Hindu naming ceremony

Barasala (also Namakarana Dolarohana or Naam Karan, or spelled Balasare) is a traditional ceremony of naming a newborn baby among Hindu communities of India.

==Process==
The Barasala is usually celebrated on the 7th day, 11th day, 16th day, 21st day, 3rd month, 5th month or 29th month after the birth of a child. Brahmins determine an auspicious time for the ceremony, which is conducted either at a temple or at home. Prior to this function, the house is cleaned well to perform some pujas.

On the day, the baby is given a bath, clothed and placed in a cradle. Women gather around the cradle to sing traditional songs. In the ritual, the mother is honoured and the child is blessed by the elders of the family and community. The father whispers the baby's name into its ear three times. The name is also written on rice spread on the floor or on a tray. The child's maternal uncle takes a gold ring dipped in a mixture of cow milk & honey and puts it on the baby's tongue. The elders then give blessings to the child that it may earn a good reputation, become a great person, and have a bright future. Many communities combine this ceremony with cradle ceremony on 21st day after checking out auspicious time and date without Rahukalam and durmuhurtam.

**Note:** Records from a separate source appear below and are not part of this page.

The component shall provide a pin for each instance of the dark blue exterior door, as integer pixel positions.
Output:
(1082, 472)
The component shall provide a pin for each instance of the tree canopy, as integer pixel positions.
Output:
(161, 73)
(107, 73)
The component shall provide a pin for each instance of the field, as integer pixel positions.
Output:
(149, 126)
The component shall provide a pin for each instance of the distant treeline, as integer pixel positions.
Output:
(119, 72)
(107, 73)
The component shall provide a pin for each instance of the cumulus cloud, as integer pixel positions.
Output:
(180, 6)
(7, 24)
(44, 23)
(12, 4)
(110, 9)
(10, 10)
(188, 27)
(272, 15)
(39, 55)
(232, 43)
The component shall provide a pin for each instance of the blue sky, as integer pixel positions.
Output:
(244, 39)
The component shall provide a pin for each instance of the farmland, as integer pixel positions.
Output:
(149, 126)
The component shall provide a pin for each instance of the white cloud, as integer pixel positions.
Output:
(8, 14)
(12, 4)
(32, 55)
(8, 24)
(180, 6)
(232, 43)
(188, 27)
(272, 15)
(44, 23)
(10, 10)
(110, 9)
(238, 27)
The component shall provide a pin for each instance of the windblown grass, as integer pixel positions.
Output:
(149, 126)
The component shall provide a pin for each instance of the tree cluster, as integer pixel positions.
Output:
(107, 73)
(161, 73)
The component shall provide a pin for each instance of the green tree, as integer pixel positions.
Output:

The cradle is cleaned and turmeric and vermilion is applied and decorated it with flowers. Tambulam is placed in the four corners of the swing, and the baby is placed in the cradle by the elder member from the child's father's family, with or without the priest chanting mantras. The child is placed in and the elder swings the cradle three times followed by akshintalu and a blessing of the child. Blessings from the rest of the family follow.

The ceremony is performed at home or in a temple.

==Purpose==
Although the child cannot understand the purpose, the ceremony helps the parents to realise that they have to shape their child into a good citizen and show a bright future to the child. It also helps the guests to realise the greatness and sweetness of human life.